How Old Search Engines Worked
Back in the day, when you wanted to research something, Altavista or Lycos was your best bet. A type of early search engine that scoured a database for relevant information, users would enter their search terms into a form via the site and wait for results to appear.
These early sites didn’t work with Google’s state-of-the-art algorithms, but they were popular because they worked extremely quickly. In addition, they took advantage of page copying techniques that allowed them to index websites, but in my opinion, just because the information is available doesn’t mean it’s necessarily correct.
The Current State of Old Search Engines
Old-school search engines are still out there, but they’re becoming less and less popular thanks to Google’s dominance in the market. However, there hasn’t been any word on whether these sites will disappear entirely or continue as niche search tools for specific industries. For example, Lycos is still in business today. However, it’s had to change its focus a bit and now offers search results for various interests, including sports, video games, and shopping, as opposed to just news or information.
How Google Works Better than Old Search Engines
It seems crazy that we ever did anything without Googling it first.
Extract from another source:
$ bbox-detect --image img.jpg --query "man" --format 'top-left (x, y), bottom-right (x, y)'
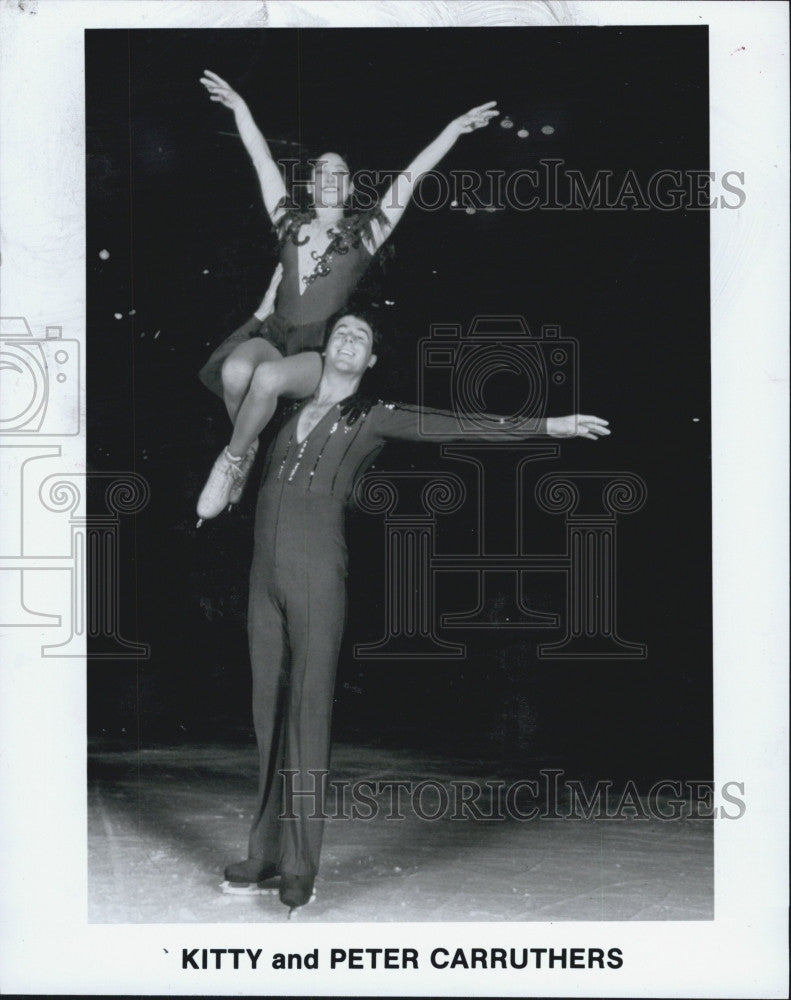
top-left (220, 314), bottom-right (610, 915)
There’s a reason this search engine is the king of our internet experiences: It offers us what we’re looking for so quickly that we don’t even know how to thank it. Google goes above and beyond when it comes to squeezing information out of websites; most websites offer basic summary information, but Google does deeper searches, saving a lot of time.
Google is even better when it comes to helping us find videos online. When searching on Altavista or Lycos, you were lucky if a video popped up at all; Google gave them their own specific YouTube site, which allowed users the ability to stream and browse through different content in one place.
The Future of Old Search Engines
Google is the undisputed leader in search engines, and there’s no question that it will continue to rule for years to come. But here’s one last look back at old-school searching with this awesome infographic. Of course, there’s a lot of things that Google does better than these early search engines, but the internet wouldn’t have taken off as quickly without them.